In response to a question regarding what WESTAF gets out of the project Radich listed the following:

~The project has the potential to expand the reach and use of ArtistsRegister.com.

~WESTAF is committed to developing infrastructure for the nonprofit arts organizations that introduces efficiencies and builds the net revenues of those organizations.

~WESTAF is working with public arts interests in the area of online jurying. The jurying aspect of this art fairs project is of interest as a way to gain additional experience in the area of the dynamics of jurying.

Concluding Comments
~The Visual Arts Affinity Group has helped shows feel more comfortable about sharing and cooperating. This has helped establish a positive environment for the design and acceptance of a universal application.

~Artist and show management communication has improved in recent years and this has made the design and use of a universal application more feasible.

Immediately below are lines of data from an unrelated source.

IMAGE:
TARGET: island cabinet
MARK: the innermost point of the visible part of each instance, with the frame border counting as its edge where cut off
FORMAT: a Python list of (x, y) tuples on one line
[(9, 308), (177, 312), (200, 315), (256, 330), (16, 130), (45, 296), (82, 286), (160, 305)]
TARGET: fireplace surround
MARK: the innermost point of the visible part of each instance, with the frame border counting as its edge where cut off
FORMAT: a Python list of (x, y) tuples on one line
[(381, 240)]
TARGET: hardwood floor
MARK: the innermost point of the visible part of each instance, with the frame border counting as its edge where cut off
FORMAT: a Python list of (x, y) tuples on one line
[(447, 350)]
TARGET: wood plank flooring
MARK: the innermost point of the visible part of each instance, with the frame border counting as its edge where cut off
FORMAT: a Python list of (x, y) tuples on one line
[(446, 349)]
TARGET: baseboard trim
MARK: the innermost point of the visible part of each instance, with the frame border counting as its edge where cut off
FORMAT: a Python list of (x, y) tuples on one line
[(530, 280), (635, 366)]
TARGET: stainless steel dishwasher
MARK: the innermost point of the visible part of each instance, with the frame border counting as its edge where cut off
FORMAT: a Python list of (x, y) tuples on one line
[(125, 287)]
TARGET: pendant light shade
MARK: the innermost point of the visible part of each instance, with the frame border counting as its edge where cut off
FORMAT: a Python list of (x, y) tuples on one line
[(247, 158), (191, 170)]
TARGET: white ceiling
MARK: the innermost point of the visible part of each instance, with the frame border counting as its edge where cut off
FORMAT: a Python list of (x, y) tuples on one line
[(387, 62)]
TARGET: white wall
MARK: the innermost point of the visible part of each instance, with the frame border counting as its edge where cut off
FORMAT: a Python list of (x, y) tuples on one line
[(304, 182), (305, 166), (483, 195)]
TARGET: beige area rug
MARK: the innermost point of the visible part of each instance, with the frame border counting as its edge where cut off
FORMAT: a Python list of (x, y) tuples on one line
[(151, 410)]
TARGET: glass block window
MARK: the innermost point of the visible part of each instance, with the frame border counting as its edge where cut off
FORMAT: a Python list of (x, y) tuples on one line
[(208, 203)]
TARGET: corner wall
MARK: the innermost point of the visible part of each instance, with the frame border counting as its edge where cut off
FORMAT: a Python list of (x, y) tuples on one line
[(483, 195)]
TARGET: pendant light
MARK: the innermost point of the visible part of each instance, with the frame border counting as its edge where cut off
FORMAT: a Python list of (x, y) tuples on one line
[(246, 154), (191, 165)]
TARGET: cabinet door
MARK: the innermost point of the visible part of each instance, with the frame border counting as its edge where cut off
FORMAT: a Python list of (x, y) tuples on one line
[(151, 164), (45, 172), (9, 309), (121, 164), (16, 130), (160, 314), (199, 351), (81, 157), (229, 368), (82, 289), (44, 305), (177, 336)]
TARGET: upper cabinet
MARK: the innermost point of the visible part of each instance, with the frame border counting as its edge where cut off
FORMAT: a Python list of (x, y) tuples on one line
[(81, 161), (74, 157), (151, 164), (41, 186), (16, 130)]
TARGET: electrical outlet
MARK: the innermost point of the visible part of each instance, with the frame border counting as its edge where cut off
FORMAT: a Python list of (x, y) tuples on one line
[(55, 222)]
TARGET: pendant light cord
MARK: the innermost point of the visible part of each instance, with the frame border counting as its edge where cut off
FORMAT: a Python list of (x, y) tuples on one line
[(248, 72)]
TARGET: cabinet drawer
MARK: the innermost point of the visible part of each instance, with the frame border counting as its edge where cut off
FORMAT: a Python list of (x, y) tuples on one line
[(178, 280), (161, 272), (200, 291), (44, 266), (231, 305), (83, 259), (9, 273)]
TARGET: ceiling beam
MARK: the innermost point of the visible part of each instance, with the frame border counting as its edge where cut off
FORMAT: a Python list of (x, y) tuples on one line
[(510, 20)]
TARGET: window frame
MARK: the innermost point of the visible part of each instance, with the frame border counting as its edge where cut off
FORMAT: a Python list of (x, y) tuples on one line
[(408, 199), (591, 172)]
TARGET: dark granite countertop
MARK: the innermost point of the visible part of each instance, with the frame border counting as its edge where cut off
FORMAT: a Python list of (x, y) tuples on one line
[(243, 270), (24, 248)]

~The ArtShowJury.com project is a commercial venture that needs to be communicated with prior to the development of an online jurying system.

~The manner in which the application process can be managed and funded remains an open question. WESTAF is willing to take some steps toward the development of the application but needs to identify approximately $25,000 in hard costs in order to complete the project.

~In the long term, WESTAF would like art fairs to consider encouraging artists to use the ArtistsRegister.com project whether for jurying or another means.

~WESTAF believes that its substantial investment in extant online sites can save art fairs substantial money in the work to design and implement a universal application.